El acto de trazar formas y colores sobre un papel se revela hoy como una herramienta pedagógica de primer orden, capaz de estructurar el pensamiento y fortalecer las conexiones neuronales de manera única.
En un mundo cada vez más digitalizado, volver a lo básico ofrece beneficios que la tecnología no siempre puede replicar. Integrar el arte en la rutina diaria de los niños no solo fomenta su autoexpresión, sino que prepara el terreno para un aprendizaje más profundo y duradero. Al igual que el cuerpo necesita nutrientes esenciales como un buen jugo natural para crecer sano, el cerebro requiere de actividades que desafíen su capacidad de organización y síntesis.

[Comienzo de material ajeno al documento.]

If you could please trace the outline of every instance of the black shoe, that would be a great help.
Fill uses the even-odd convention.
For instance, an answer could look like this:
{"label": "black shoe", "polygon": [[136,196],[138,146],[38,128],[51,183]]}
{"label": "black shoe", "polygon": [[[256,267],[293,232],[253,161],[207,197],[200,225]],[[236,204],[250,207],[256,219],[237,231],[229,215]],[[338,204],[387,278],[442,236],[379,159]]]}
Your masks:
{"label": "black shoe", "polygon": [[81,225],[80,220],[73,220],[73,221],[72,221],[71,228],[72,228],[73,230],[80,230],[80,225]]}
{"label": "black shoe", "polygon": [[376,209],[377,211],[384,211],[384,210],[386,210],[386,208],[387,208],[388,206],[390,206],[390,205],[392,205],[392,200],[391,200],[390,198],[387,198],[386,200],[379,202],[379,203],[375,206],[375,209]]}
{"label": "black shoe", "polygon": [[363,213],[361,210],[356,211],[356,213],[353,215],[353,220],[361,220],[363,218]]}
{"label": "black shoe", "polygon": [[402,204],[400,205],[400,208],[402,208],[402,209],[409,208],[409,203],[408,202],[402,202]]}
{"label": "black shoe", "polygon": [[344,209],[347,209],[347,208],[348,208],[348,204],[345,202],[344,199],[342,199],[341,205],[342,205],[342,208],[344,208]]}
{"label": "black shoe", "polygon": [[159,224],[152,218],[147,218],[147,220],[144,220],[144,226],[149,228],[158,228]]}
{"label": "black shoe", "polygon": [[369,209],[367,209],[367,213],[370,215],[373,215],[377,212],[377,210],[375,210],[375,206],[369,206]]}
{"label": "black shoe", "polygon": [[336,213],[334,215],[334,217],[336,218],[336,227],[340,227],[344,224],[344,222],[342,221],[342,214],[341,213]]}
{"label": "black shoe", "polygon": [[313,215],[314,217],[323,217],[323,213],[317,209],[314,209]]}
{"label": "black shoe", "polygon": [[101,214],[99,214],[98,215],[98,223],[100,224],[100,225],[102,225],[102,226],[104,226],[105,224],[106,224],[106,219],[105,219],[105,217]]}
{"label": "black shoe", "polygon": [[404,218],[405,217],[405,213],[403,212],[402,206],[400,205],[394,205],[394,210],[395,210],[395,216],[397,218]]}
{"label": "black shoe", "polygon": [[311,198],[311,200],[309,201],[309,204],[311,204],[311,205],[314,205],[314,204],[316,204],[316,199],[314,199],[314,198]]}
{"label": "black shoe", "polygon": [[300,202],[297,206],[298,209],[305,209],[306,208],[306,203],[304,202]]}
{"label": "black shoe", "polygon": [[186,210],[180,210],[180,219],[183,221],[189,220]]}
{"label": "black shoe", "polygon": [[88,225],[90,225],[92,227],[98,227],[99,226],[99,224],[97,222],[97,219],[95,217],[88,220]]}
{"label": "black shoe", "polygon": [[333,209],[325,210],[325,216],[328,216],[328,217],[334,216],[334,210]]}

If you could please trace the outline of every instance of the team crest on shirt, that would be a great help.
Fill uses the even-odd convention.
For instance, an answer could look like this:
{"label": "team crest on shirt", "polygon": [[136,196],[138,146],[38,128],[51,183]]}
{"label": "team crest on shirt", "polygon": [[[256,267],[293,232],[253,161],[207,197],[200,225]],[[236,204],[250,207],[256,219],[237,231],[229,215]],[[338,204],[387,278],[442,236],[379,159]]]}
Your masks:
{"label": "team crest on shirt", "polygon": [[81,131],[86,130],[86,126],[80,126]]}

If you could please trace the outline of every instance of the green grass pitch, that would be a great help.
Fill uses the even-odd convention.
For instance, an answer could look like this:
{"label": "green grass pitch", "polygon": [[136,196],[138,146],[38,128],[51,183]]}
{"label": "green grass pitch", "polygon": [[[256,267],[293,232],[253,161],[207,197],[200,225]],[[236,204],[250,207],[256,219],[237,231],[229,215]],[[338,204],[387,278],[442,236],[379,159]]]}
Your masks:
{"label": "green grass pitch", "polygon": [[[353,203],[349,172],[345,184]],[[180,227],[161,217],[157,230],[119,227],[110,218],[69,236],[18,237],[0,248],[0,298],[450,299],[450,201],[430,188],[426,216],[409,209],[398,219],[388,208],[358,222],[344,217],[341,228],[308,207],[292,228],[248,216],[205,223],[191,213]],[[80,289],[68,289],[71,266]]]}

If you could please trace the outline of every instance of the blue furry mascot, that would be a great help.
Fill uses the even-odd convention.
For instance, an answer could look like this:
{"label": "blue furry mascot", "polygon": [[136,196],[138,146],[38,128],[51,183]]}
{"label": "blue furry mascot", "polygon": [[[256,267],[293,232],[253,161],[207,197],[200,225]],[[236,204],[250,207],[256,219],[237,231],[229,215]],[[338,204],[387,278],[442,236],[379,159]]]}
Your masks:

Evidencia científica sobre el dibujo y el fortalecimiento de la memoria
Un estudio reciente ha revelado que dibujar durante la infancia potencia significativamente la memoria y fortalece las capacidades cerebrales. Según expertos de instituciones prestigiosas como las universidades de Harvard y Yale, esta actividad obliga al cerebro a activar rutas visuales, motoras y semánticas de forma simultánea.
Al traducir conceptos o ideas abstractas en imágenes concretas, los niños realizan una codificación de la información mucho más profunda que la obtenida simplemente mediante la lectura o la escucha pasiva.
La investigación, que incluyó pruebas con niños de entre tres y seis años, demostró una correlación directa entre la frecuencia del dibujo y el rendimiento en funciones ejecutivas, tales como la memoria de trabajo y el control de los impulsos. Los especialistas subrayan que no se trata de realizar copias mecánicas o garabatos sin sentido, sino de utilizar el dibujo para explicar, ordenar o evidenciar la comprensión de un tema.
Además de los beneficios cognitivos, el estudio destaca mejoras en la comunicación, la autoestima y la coordinación mano-ojo. Para maximizar estos efectos, los expertos recomiendan realizar estas actividades en entornos naturales, permitiendo que los niños interactúen con texturas y colores del mundo real.